@nemo can you give a higher level view of what you are trying to do? Lambda is pretty short-lived, so what data is passed to it after it's invoked that's not available at the beginning? And why does it have to be the same lambda?
@me Thinking to build a prototype for https://github.com/captn3m0/ideas#verifiable-code-execution-on-cloud.
Plan:
1. Trigger the lambda.
2. Hold it (long-polling as above)
3. Validate the lambda configuration to trust the execution environment. Things like: Correct code, no cloudtrail/telemetry/extensions on lambda/validate ingress guarantess/check for traffic mirroring etc. This happens via a second aws account that has read permissions on the execution account.
4. Finally, once trust is established, pass the actual data to the lambda.
@me It has to be the same lambda invocation to avoid TOCTOU concerns - the lambda code or environment being changed between the validation and execution steps.
@nemo yeah I suppose polling is the only real way to do that with lambdas. You have a 15 minute window, so there is plenty of time.
What's stopping someone from updating the lambda after the invocation and before it's verified though?
@me Good point - (thinking..) So you run a wrong copy, but incorrectly validate it as correct because the code was updated in the interim.
Could be guarded against by checking for any recent changes as untrustworthy perhaps. Only changes/configuration older than your invocation initiation should be valid. If it fails, we don't send the data.
@nemo if this is ultimately built on trusting AWS, then function versions are usually immutable
://docs.aws.amazon.com/lambda/lat
This could also be extended to docker image hashes too theoretically.
Edited 1y ago
@me I thought you could overwrite a given “revision”.
There isn’t a way to invoke a function via a specific immutable version or hash identifier afaik.

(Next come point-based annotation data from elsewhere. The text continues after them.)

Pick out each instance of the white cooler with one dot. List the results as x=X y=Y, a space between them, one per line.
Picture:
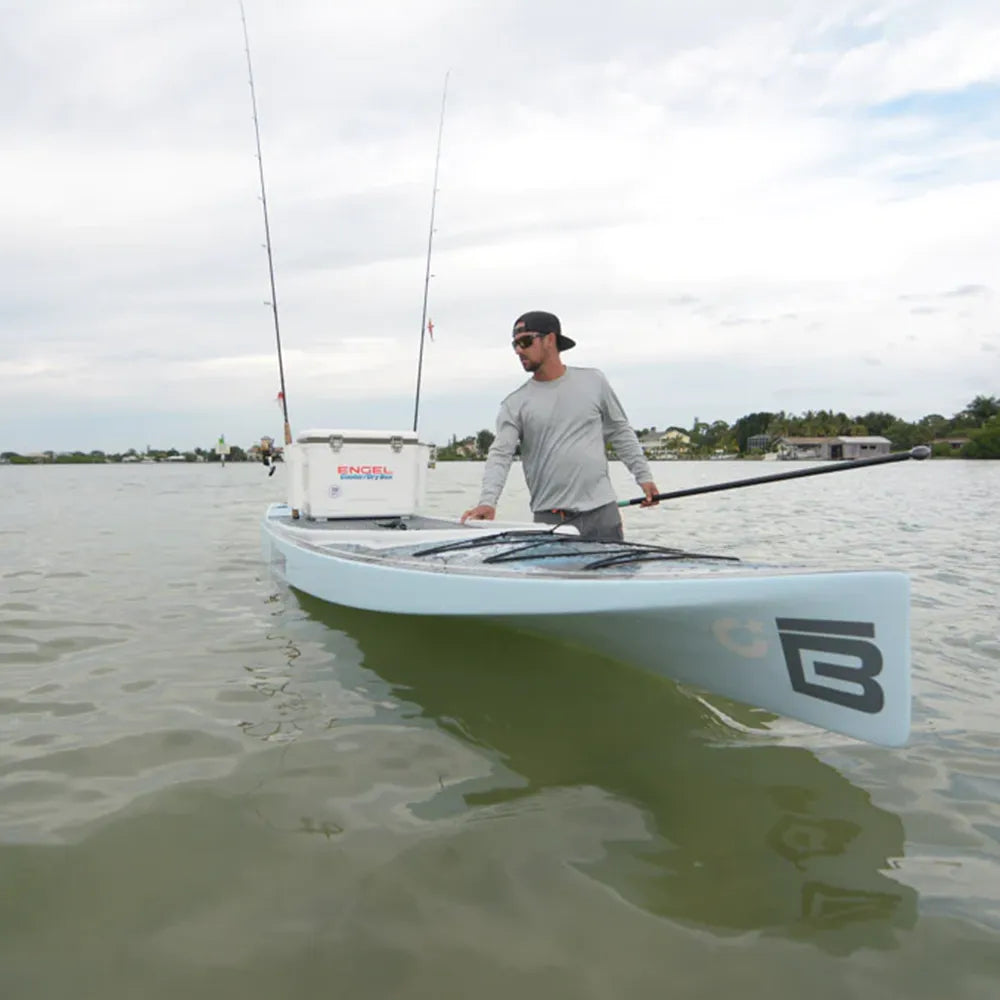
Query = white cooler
x=357 y=473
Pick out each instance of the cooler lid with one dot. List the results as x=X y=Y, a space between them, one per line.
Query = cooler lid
x=355 y=436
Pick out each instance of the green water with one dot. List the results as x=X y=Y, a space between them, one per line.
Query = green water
x=213 y=786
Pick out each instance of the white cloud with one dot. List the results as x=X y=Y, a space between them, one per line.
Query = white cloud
x=687 y=185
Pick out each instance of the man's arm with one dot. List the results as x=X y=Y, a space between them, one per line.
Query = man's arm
x=619 y=433
x=498 y=462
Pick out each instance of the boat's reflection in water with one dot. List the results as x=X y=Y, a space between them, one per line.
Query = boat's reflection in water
x=744 y=835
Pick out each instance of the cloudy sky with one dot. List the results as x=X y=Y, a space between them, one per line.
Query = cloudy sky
x=733 y=205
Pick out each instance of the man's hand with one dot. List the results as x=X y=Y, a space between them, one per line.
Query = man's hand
x=484 y=512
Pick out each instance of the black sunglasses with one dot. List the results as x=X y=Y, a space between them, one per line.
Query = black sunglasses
x=526 y=340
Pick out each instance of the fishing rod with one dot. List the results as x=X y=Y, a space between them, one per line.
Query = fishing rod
x=267 y=229
x=919 y=453
x=430 y=243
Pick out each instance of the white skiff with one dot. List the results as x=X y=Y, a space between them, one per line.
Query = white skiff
x=830 y=648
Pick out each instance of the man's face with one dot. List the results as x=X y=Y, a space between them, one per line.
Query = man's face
x=531 y=349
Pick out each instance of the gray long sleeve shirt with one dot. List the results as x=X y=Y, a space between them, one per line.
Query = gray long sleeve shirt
x=562 y=426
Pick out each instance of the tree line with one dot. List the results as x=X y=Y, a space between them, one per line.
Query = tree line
x=974 y=432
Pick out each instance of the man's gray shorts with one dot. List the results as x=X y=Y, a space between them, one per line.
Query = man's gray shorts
x=602 y=524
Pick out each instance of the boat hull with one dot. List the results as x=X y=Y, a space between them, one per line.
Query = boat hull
x=827 y=648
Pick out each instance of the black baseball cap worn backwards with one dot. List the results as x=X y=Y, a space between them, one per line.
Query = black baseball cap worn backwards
x=542 y=322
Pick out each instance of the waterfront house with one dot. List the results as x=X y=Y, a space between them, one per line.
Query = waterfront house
x=819 y=449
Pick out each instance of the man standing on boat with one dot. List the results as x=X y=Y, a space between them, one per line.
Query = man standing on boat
x=562 y=418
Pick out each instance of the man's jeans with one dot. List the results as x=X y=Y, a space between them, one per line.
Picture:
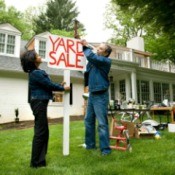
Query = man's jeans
x=97 y=109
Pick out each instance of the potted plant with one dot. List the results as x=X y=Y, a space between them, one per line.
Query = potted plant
x=16 y=114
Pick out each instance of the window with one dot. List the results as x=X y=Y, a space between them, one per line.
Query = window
x=143 y=91
x=42 y=49
x=7 y=43
x=122 y=90
x=58 y=97
x=173 y=92
x=112 y=89
x=161 y=91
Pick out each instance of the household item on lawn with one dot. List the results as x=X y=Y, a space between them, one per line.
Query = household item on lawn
x=121 y=137
x=171 y=127
x=155 y=124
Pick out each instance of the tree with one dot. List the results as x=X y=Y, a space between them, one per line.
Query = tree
x=59 y=15
x=134 y=20
x=16 y=18
x=159 y=13
x=124 y=24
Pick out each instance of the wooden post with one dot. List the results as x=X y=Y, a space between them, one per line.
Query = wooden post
x=66 y=119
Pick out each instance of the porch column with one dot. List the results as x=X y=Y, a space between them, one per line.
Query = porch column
x=151 y=90
x=134 y=86
x=128 y=87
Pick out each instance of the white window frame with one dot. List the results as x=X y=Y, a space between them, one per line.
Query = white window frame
x=6 y=44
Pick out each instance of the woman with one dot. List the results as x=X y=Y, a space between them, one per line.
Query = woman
x=40 y=92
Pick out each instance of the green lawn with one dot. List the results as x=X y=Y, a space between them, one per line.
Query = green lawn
x=148 y=156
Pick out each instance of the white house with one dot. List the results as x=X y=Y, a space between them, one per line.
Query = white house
x=133 y=75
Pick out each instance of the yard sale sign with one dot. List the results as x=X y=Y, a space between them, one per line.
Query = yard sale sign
x=65 y=53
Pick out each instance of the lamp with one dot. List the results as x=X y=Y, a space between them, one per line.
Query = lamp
x=111 y=78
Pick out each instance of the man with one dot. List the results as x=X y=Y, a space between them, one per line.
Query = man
x=98 y=68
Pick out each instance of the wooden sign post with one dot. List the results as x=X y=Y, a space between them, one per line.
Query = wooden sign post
x=67 y=54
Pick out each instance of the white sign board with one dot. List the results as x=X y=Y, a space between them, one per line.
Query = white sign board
x=65 y=53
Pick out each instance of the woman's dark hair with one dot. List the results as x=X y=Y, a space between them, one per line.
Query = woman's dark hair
x=108 y=50
x=28 y=60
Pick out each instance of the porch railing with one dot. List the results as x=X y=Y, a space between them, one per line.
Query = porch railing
x=146 y=62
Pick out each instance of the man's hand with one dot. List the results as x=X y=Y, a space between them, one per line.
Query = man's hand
x=67 y=88
x=84 y=42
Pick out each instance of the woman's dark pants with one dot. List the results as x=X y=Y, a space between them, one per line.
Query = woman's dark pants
x=41 y=133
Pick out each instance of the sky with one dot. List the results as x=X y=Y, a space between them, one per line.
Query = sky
x=91 y=15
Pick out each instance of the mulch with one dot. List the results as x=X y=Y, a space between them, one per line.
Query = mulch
x=30 y=123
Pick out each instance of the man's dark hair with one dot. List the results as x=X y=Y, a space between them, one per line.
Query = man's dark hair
x=108 y=50
x=28 y=60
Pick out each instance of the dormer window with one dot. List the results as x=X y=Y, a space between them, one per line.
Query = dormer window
x=42 y=49
x=7 y=43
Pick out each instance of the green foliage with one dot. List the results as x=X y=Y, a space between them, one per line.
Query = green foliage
x=160 y=14
x=126 y=26
x=153 y=20
x=149 y=156
x=59 y=15
x=14 y=17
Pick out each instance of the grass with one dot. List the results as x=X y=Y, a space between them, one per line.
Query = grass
x=149 y=156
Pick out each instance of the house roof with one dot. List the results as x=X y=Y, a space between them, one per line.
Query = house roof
x=10 y=28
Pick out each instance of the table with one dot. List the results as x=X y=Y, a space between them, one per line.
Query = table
x=130 y=111
x=169 y=110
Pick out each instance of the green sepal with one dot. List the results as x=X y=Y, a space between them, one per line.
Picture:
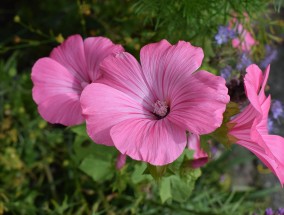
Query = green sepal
x=221 y=134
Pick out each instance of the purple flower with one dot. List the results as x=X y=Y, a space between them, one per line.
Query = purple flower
x=224 y=35
x=277 y=109
x=270 y=55
x=280 y=211
x=269 y=211
x=244 y=62
x=226 y=72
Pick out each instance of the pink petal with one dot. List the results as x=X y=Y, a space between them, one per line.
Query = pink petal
x=275 y=144
x=104 y=107
x=57 y=92
x=270 y=162
x=164 y=65
x=71 y=55
x=253 y=81
x=200 y=157
x=124 y=73
x=62 y=108
x=96 y=49
x=156 y=142
x=120 y=161
x=198 y=103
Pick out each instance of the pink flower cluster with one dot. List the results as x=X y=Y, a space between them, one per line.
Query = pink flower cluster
x=152 y=110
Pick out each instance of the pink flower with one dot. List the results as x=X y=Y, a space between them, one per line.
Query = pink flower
x=244 y=39
x=59 y=79
x=145 y=110
x=249 y=128
x=200 y=157
x=120 y=161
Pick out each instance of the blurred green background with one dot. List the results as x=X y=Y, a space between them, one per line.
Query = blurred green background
x=51 y=169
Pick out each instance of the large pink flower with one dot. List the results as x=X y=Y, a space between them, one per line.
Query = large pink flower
x=200 y=157
x=145 y=110
x=59 y=79
x=249 y=128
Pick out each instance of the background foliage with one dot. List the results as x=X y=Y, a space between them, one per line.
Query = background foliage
x=50 y=169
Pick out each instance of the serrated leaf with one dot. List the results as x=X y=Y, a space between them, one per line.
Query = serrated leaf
x=97 y=168
x=138 y=174
x=84 y=146
x=221 y=134
x=79 y=130
x=156 y=171
x=183 y=185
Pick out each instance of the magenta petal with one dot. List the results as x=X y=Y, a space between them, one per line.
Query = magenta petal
x=156 y=142
x=96 y=49
x=253 y=81
x=164 y=65
x=71 y=55
x=267 y=160
x=200 y=157
x=56 y=92
x=124 y=73
x=275 y=144
x=104 y=107
x=120 y=161
x=198 y=103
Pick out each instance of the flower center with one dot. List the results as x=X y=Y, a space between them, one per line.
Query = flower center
x=84 y=84
x=160 y=109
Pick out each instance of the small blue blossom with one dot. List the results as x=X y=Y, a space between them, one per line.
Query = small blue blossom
x=224 y=35
x=280 y=211
x=244 y=62
x=269 y=211
x=226 y=73
x=270 y=55
x=277 y=109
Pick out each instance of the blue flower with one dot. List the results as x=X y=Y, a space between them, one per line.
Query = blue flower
x=269 y=211
x=244 y=62
x=224 y=35
x=280 y=211
x=270 y=125
x=270 y=55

The challenge is to find the smallest AWS construction that would allow this. Docker forces ECR, which brings a bigger surface area, but definitely under consideration.
@nemo from their docs it _seems_ like you can't update the code for a given version number. It'll monotonically update the version with each code deployment. They have function alias which are named version, but those are separate (it seems)
Also each version has it's own ARN, so you can invoke a specific version of the function via aws's invoke API potentially.